2000s: Dr. Hicks continued to be recognized for his contributions to healthcare and community service. In 2003, he was awarded the Community Building Award by Ohio Governor Bob Taft, followed by the Theodore Berry Community Service Award from Alpha Phi Alpha in 2007 and the Cheryl Boyce Excellence in Healthcare Award in 2008. In 2010, he was honored with the Community Champions Award from Molina Healthcare of Ohio, and in 2011, he was recognized as an Esteemed Alumnus in 100 Years of African American Achievement at The Ohio State University.

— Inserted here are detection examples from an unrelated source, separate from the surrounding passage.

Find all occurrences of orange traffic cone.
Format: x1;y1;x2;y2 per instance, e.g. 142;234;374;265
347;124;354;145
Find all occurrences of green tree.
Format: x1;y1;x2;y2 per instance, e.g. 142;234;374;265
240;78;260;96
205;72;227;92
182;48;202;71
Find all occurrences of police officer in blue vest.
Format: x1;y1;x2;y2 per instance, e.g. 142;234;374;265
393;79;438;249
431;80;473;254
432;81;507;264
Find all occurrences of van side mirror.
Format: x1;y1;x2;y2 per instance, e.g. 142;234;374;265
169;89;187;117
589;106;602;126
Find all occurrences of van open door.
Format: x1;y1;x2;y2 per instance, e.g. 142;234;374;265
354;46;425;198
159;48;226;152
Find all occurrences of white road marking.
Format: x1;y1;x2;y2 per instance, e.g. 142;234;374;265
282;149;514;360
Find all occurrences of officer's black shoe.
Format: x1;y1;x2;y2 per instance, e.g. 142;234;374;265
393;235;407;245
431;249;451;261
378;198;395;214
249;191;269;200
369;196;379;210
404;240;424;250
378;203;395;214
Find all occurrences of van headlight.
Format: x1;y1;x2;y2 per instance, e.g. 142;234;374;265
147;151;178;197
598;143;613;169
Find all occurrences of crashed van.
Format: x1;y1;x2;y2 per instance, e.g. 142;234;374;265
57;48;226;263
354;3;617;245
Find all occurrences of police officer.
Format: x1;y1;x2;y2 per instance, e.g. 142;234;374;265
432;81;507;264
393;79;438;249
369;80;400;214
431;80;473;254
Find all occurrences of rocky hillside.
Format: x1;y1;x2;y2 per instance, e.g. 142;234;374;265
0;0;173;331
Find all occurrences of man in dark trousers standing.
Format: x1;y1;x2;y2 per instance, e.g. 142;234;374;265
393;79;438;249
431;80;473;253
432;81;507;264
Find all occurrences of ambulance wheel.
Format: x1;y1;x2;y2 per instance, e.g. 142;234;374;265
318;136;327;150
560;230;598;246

As of 2023, Dr. Hicks remains actively engaged in his private practice and continues to serve in various leadership roles, including his 60-year membership in Alpha Phi Alpha and his position as executive director emeritus of the Alpha Rho Lambda Education Foundation. He is a Life Member of the American Optometric Association and a Life Member of the Ohio Optometric Association, Epsilon Psi Epsilon, and the National Coalition of Black Meeting Planners (Board of Directors).

When asked for advice to optometry students and young optometrists, Dr. Hicks emphasizes the importance of finding a mentor to receive guidance and avoid common pitfalls in the field. It has been a pleasure to reflect upon Dr. Hicks’ exemplary life and career, and we gratefully acknowledge his unwavering commitment to his profession, his community, and his mentoring efforts in optometry. We sincerely thank him for his significant contributions.